Every once in a while I will repost an article that is appealing for a particular time of year. We are over the threshold of November and this Saturday night we set our clocks back for Daylight Savings Time. I thought it was a good time to think about how we can bring more light into our lives during the evenings. I enjoyed making my first olive oil lamps last winter and I think I’d like to recreate some more based on the open designs of the ancient Roman and Parthian lamps (pictured below). Olive oil has a low flash point and it has been used as lamp fuel for millennia. I had an olive oil lamp once that my Mom gave me and it made a nice, soft glow. (It was also healthy, unlike the fumes emitted when petroleum-based oils burn in hurricane lamps.) Below, I explain how to make an olive oil lamp out of clay. View the photos below for reference.

  • Mold Technique: Using a small bowl for a mold, make two halves that will fit together. The size is up to you, but most olive oil lamps are smallish. Join the two halves well, scratching the edges and using slip. After it’s almost leather hard, cut a hole in the top through which you will later pour oil, so make it big enough. After shaping, cut a smaller hole in the side from which you will feed the wick.
  • Pinch Pot Technique: Make a small pinch pot, narrowing the opening at the top. You will pour oil into the lamp through this hole, so make it big enough. After shaping, cut a smaller hole in the side from which you will feed the wick .
  • Shaping: Some of the shape the ancients used looked like modified Aladdin’s lamps…the vessel’s low, rounded body held the olive oil and a narrowed spout ended with a wick hole. You can fashion a handle, if you’d like, but it’s not crucial because the lamp doesn’t get hot and can easily be carried from the bottom.
  • Decorating: Decorate your lamp as you wish, using stamps, or by engraving, slip trailing or modeling.
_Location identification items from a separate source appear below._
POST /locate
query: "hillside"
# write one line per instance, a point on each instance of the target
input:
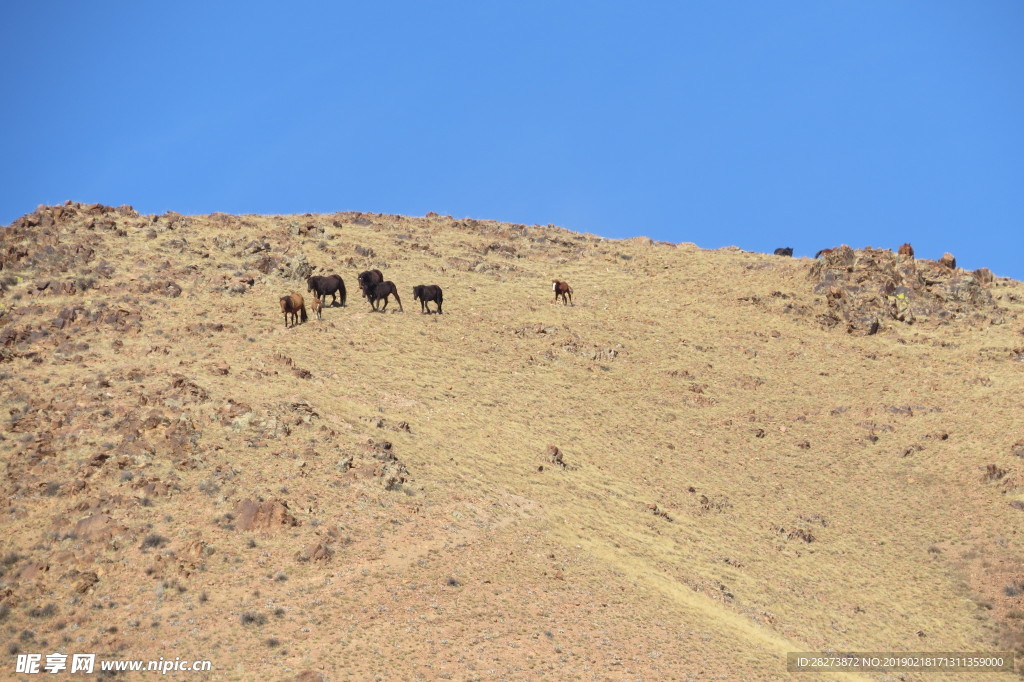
(756, 454)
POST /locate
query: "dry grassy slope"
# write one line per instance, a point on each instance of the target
(692, 380)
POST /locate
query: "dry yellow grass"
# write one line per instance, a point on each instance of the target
(815, 491)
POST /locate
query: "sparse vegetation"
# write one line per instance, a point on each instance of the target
(177, 415)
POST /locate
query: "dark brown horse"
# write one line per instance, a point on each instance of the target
(428, 293)
(322, 286)
(379, 292)
(295, 306)
(562, 291)
(369, 279)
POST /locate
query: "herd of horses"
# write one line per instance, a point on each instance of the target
(377, 291)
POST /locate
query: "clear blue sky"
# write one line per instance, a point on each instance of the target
(761, 124)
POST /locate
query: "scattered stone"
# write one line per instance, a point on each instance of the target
(268, 515)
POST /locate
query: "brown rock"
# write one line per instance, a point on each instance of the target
(984, 275)
(317, 552)
(263, 515)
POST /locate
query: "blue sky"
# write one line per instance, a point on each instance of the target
(759, 124)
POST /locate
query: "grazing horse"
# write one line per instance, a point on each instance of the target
(322, 286)
(293, 305)
(379, 292)
(562, 290)
(428, 293)
(369, 279)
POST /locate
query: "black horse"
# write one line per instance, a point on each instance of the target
(368, 279)
(380, 292)
(322, 286)
(428, 293)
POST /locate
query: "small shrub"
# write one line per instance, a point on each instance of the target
(1014, 589)
(249, 619)
(43, 612)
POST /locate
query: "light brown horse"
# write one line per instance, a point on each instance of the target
(562, 290)
(295, 306)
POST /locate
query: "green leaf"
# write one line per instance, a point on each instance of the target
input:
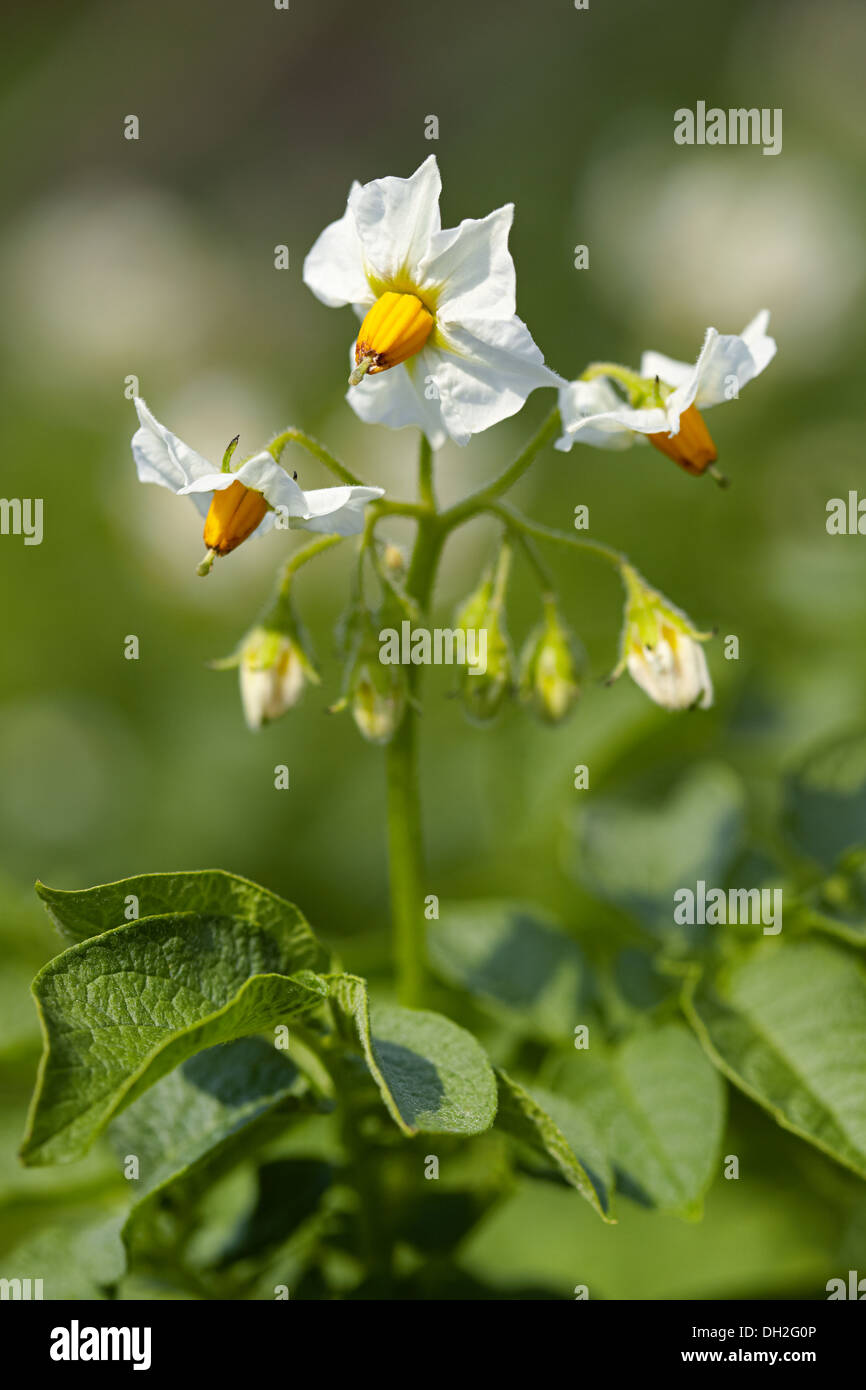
(824, 799)
(84, 1260)
(513, 958)
(123, 1009)
(202, 1118)
(433, 1075)
(658, 1108)
(787, 1023)
(288, 1193)
(558, 1129)
(637, 855)
(88, 912)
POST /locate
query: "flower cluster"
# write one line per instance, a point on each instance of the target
(441, 348)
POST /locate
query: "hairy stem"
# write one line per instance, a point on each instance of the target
(405, 831)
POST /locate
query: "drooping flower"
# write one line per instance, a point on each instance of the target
(376, 692)
(665, 396)
(248, 501)
(549, 667)
(439, 345)
(487, 679)
(274, 670)
(660, 648)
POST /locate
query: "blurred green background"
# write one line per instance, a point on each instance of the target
(156, 257)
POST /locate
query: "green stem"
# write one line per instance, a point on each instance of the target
(535, 562)
(302, 558)
(317, 449)
(545, 533)
(484, 496)
(405, 831)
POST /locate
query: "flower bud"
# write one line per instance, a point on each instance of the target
(660, 648)
(274, 670)
(485, 681)
(549, 667)
(394, 560)
(378, 699)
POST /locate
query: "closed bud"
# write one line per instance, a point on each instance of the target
(274, 670)
(549, 667)
(487, 677)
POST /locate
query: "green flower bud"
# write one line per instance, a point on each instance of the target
(376, 692)
(485, 681)
(274, 669)
(549, 667)
(660, 648)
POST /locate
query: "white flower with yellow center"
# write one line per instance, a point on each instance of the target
(248, 501)
(660, 648)
(665, 396)
(439, 345)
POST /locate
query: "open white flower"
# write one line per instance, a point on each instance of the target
(665, 396)
(660, 648)
(248, 501)
(439, 345)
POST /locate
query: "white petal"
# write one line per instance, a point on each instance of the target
(334, 268)
(263, 474)
(727, 362)
(676, 677)
(398, 398)
(594, 413)
(396, 218)
(484, 373)
(470, 268)
(338, 510)
(161, 458)
(332, 510)
(758, 341)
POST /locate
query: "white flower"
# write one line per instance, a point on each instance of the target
(660, 648)
(666, 396)
(441, 345)
(248, 501)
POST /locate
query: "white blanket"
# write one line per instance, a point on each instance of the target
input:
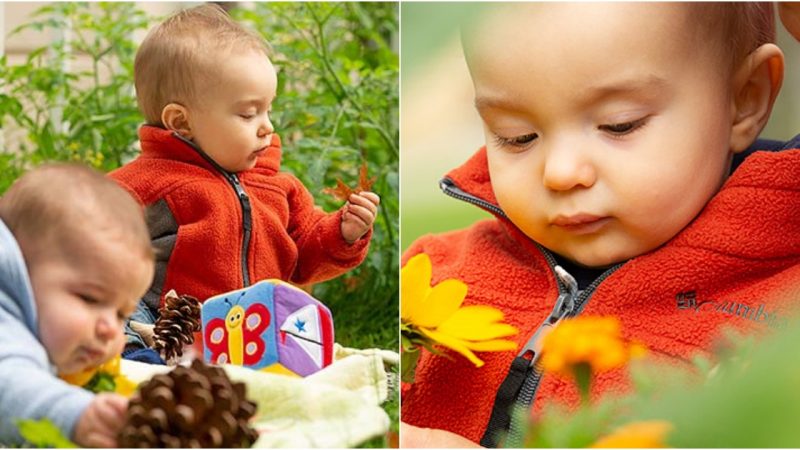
(335, 407)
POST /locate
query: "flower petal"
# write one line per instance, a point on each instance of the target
(495, 345)
(443, 300)
(415, 284)
(477, 323)
(453, 344)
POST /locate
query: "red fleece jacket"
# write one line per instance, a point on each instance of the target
(197, 219)
(735, 265)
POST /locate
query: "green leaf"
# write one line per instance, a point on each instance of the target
(43, 434)
(101, 382)
(408, 364)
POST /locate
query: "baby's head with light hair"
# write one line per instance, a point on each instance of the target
(609, 126)
(205, 77)
(88, 255)
(180, 58)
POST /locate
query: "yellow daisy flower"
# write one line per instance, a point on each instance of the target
(647, 434)
(434, 314)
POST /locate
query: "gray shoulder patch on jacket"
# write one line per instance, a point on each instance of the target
(163, 233)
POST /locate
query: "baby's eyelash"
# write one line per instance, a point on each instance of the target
(518, 142)
(624, 128)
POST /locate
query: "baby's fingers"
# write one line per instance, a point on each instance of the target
(363, 214)
(365, 199)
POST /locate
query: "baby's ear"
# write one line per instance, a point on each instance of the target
(756, 83)
(176, 118)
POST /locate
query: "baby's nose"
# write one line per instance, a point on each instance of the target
(107, 327)
(567, 169)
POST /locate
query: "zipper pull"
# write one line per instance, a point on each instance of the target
(565, 304)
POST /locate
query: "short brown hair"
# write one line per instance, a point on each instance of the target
(179, 55)
(58, 204)
(738, 27)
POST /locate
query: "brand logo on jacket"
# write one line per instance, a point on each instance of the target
(688, 300)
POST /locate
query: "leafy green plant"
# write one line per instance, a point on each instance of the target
(69, 113)
(43, 434)
(747, 396)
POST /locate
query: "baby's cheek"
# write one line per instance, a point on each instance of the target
(118, 344)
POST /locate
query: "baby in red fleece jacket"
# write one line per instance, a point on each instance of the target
(219, 209)
(610, 132)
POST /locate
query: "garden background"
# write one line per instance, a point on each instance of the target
(66, 94)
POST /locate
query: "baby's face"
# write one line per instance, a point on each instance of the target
(83, 299)
(230, 121)
(607, 125)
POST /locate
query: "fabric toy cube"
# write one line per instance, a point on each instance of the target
(270, 326)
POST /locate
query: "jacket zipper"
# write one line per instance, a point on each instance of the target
(449, 187)
(569, 303)
(244, 203)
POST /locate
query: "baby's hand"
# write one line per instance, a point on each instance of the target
(416, 437)
(359, 214)
(101, 421)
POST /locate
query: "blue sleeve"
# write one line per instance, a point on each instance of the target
(143, 314)
(28, 388)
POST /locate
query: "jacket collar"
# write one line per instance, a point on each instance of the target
(754, 214)
(160, 143)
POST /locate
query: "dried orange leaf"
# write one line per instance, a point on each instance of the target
(340, 192)
(364, 182)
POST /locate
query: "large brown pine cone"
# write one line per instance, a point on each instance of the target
(178, 321)
(189, 407)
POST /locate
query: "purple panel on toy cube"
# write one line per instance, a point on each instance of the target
(305, 331)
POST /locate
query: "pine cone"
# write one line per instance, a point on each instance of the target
(175, 327)
(190, 407)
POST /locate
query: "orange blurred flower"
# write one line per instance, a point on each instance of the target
(647, 434)
(595, 342)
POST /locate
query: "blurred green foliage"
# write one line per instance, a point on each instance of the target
(73, 115)
(337, 106)
(746, 397)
Apply decorations at the appropriate time, given the construction method you’ve chosen.
  • Usage: Place a wick in your fired, unglazed lamp. (Find wicking in a hobby store or use a snippet of cotton shoelace. Cut the wick long enough to have space to burn down.) Place the wick in the bottom of lamp, feeding the end out of the smaller hole. Leave about a third of an inch sticking out. Then, fill the lamp about three-quarters full by pouring olive oil in through the top hole.

 

Ancient Roman and Parthian olive oil lamps.

 

Candle wicking used to light the lamp.

 

My completed lamp makes a soft glow.